Inequality once again rears its ugly head in national exams


Kenyan children completed the Kenya Certificate for Primary Education (KCPE) exams last week even as various counties were plagued by security and humanitarian concerns.

In Baringo, we were first told that the insecurity was caused by cattle rustling, which would be stopped immediately. However, what we have seen on television points to a much more serious situation. We saw images of women and children fleeing their homes, taking whatever they could.

These children fleeing for their lives also had to pass the exams. Even if the authorities were able to find alternative test centers for them, were they in the right frame of mind to take the tests?

In the northeastern counties, drought has forced people to move from place to place in search of water and pasture. This movement disrupted the children’s learning. Even if the children were able to pass the exams, it is unlikely that they had learned enough or were in the right frame of mind to perform well.

In some places in Kwale and other coastal counties, children study under trees with minimal learning materials and no chairs or desks.

In the sprawling slums of Nairobi, children go to bed hungry, yet they too have to pass the same exams. To all of these cases, add additional vulnerability due to gender discrimination and disability, and you begin to get a sense of the impossible distance some children have to travel to escape the cycle of extreme poverty.


Kenya has the dubious distinction of being one of the most unequal societies in the world.

A report by Oxfam showed that fewer than 10,000 super-rich Kenyans own more wealth than the rest of us combined.

Another study indicated that most wealthy people in Kenya are either politicians or are linked to the political class.

The other day, we learned that the political class had ordered hundreds of helicopters in preparation for the campaigns despite the difficult economic situation.

In other parts of the world, the wealthiest are businessmen, computer innovators or those in the entertainment industry.

In fact, in developed countries, people who leave their jobs to enter politics lose a substantial portion of their income. In Kenya, people get rich when they enter the civil service.

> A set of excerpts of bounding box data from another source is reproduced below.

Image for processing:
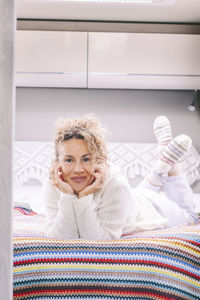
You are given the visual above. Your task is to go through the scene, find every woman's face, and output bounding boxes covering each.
[58,138,94,193]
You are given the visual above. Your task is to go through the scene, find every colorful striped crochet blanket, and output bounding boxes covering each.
[13,215,200,300]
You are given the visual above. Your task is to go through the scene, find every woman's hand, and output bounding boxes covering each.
[78,168,105,198]
[50,163,74,195]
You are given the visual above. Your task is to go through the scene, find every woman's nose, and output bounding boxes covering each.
[74,161,83,172]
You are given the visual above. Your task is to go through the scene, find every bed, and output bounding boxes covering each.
[13,142,200,299]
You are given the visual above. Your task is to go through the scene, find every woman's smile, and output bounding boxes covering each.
[59,139,94,193]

Yes, there is money in politics. The problem is that it is money that should have been spent to ensure that children like those in Baringo can enjoy adequate security in their homes.

This is money that should be spent on securing water in drought-prone areas so children can stay at home.

It is the same money that is supposed to ensure that every child in Kenya learns in an appropriate environment with adequate learning materials.

Corruption therefore perpetuates inequalities.